Project: Data Archiving and Compression (dac0)

Corning Community College

CSCS1730 UNIX/Linux Fundamentals

Project: Data Archiving and Compression (dac0)

Objective

Reference technical documentation to locate and operate particular tools to aid you in accomplishing a task. Collaboratively construct an informative document to detail how one can prepare to start upon this process.

Prerequisites

To successfully accomplish/perform this project, the listed resources/experiences need to be consulted/achieved:

ability to read the manual pages and use the information therein
ability to copy, move, and list files
ability to navigate around the filesystem

grabit

As part of this activity is to test your ability to navigate around the filesystem and manipulate files on your own, there is no grabit configured for this project.

EDIT

You will want to go here to edit and fill in the various sections of the document:

https://lab46.g7n.org/notes/unix/fall2023/projects/dac0

DAC0 project documentation

Toolbox

It would be especially useful to review the manual pages or any documentation on the following resources:

ls(1) - lists files.
ls -l(1) - allows you to see additional information on all of your current directory's contents.
zip(1) - compresses files into a smaller form.
rev(1) - allows you to reverse the text in a txt.file.
tac(1) - allows you to flip the text around vertically, so that the bottom text will become the top text and the top text will become the bottom text.
uuencode(1) - allows you to archive files and directories.
file(1) - allows you to see what kind of file a file is and if anything special needs to be done to it.
stat -c %s(1) - allows you to see the byte size of a file.
tar -xf archive.tar[.gz/bz2](1) allows you to extract tar, Tar Gz, and Tar Bz2 Archives.
rm -rf directoryname(1) allows you to remove a directory as well as the files in the directory and subdirectories.

Background

What is an archive

An archive is where you take multiple files and place them all in the same file. The new archive file would be the same size as if you added all of the sizes from the different files together.If you were to put 7, 10 mb into an archive, the archive would be the size of 50 mb. Tar is a command which does both archiving and a bit of compression.
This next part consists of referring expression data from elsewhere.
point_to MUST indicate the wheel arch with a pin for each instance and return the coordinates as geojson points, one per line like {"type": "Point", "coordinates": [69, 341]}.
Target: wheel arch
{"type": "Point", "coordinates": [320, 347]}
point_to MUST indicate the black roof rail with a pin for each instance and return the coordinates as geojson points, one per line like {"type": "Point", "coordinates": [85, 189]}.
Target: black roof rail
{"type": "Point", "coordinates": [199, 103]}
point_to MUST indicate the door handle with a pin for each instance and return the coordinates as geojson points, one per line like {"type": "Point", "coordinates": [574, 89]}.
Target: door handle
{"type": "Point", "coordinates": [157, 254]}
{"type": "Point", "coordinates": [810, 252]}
What actions can be performed on an archive?

On an archive you can view the contents, append the contents, extract some of the contents, or 'unpack' all of the contents.

What is compression

Compression is a technique used to reduce file size.

How does compression differ from archiving?

Short answer: Archiving stores multiple files in one file without changing the size the files take up, compression changes the bit pattern to reduce the size of the file or files.

Types of compression (lossy vs lossless)

The two types of compression are referred to as lossy and lossless. Lossy causes data to be lost during the compression process, while lossless techniques of compression allow original data to be reconstructed perfectly from the compressed data when the file is extracted.Hence the names lossy and lossless.

Procedure

In the UNIX class Public Directory on lab46 you will find a dac0/ subdirectory. You can reach the directory by cd /var/public/fall2023/unix/. Once there use ls to check see if you can find it. Once there enter the dac0 directory and into your the directory with your username. From there you can cp the files, specifying the absolute path to your dac0 (assuming you already made a dac0 directory in where you store your projects) directory in your home directory like ~/src/fall2023/unix/dac0/. Then head to that directory via the same absolute path that you specified and verify all of the files are there with ls.

Next unzip each of the files using tar “-cf file.tar” and “unzip file.zip”

Check each of the text files, some are in English and others you will have to reverse, flip, or decode using the commands in the toolbox above.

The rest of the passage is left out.